Adolf? Not again. My first reaction on learning that not one, but two, substantial new Hitler biographies were up for review was not one of unreserved joy. How much more is there to say? After all, Ian Kershaw’s two volumes from the turn of the century have stood the test of time very well. Nevertheless, as Brendan Simms, a professor in the history of international relations at Peterhouse College, Cambridge, demonstrates in the introduction to his Hitler: A Global Biography, the research grinds on. In his case, he has used a basic cradle-to-ashes format (Simms does not pretend to depict “the ‘whole’ Hitler”) as a frame on which to hang an intriguing — if not always convincing — reexamination of Hitler’s thinking.

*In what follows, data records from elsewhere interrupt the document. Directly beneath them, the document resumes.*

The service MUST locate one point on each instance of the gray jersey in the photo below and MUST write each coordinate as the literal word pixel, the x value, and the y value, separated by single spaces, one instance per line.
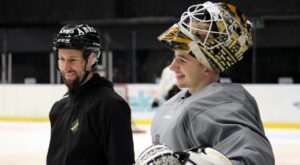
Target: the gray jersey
pixel 222 116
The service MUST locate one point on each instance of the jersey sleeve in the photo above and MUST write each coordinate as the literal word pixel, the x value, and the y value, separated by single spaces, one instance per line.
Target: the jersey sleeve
pixel 233 130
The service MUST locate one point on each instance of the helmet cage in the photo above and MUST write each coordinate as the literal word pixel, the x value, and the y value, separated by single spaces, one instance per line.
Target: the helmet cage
pixel 209 14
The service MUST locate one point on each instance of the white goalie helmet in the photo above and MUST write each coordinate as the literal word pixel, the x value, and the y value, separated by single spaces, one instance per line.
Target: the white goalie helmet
pixel 162 155
pixel 217 34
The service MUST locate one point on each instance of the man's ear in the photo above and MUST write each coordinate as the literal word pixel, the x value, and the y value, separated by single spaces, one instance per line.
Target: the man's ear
pixel 92 60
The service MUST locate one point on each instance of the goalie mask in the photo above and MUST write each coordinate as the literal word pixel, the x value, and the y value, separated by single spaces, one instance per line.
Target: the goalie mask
pixel 217 34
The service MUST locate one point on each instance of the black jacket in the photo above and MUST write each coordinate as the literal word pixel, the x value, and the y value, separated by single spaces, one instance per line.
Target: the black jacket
pixel 91 125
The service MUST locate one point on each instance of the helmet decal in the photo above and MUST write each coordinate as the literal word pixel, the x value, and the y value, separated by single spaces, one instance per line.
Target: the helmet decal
pixel 220 30
pixel 82 37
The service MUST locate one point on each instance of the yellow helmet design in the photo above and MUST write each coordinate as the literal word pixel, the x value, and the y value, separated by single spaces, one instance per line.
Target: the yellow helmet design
pixel 216 33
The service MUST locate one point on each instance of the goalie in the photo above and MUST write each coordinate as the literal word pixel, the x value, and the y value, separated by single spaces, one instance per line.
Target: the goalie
pixel 208 39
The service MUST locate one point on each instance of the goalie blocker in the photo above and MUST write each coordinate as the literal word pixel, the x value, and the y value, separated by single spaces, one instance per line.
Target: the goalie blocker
pixel 163 155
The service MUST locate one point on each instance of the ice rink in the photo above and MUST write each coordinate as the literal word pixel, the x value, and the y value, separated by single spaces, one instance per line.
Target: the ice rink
pixel 26 143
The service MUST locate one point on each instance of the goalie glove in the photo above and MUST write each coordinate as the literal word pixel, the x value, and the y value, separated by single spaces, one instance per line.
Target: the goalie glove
pixel 157 155
pixel 202 156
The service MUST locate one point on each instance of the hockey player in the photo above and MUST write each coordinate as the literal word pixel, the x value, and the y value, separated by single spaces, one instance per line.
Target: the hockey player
pixel 208 39
pixel 91 124
pixel 167 87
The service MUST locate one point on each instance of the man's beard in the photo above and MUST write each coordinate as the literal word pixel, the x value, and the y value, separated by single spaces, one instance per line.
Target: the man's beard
pixel 71 83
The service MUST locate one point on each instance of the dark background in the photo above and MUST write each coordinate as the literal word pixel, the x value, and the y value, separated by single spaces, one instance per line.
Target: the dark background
pixel 129 29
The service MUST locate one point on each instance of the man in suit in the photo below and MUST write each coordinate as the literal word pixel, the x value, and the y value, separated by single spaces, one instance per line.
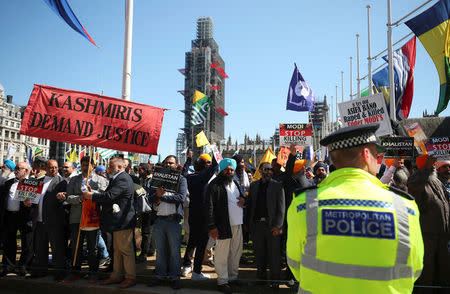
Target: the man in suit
pixel 118 215
pixel 167 228
pixel 48 223
pixel 266 213
pixel 15 216
pixel 75 188
pixel 224 202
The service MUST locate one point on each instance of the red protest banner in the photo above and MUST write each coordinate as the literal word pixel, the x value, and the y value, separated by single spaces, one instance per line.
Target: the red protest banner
pixel 90 119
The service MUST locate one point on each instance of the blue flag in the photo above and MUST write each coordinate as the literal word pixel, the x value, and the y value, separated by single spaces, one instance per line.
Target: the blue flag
pixel 300 95
pixel 63 10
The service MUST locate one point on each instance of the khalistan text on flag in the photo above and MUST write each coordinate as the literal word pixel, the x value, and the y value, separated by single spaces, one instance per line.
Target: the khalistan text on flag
pixel 200 107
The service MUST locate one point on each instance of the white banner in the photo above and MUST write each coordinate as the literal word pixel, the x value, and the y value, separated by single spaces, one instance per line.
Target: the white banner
pixel 366 110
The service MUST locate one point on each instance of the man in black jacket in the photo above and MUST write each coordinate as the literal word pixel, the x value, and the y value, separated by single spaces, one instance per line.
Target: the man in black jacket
pixel 266 213
pixel 15 216
pixel 48 223
pixel 118 216
pixel 224 211
pixel 167 228
pixel 198 237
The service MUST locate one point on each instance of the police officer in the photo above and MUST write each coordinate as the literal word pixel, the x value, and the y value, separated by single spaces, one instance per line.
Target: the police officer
pixel 351 233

Others have been digging elsewhere, and not always in expected places. Simms cites recent studies of Hitler’s architectural tastes, reading habits, and movie picks, evidence of the continuing and remarkably detailed scrutiny of someone whom Peter Longerich, a former professor of modern history at Royal Holloway, University of London, describes in his new biography of Hitler as a “nobody.” That characterization is consistent with an evident determination to show a disdain (he typically puts the word “Führer” in scare quotes) that can seem forced. His forensic examination of the historical record (and not only when it comes to Hitler’s direct culpability for the Holocaust) is surely indictment enough.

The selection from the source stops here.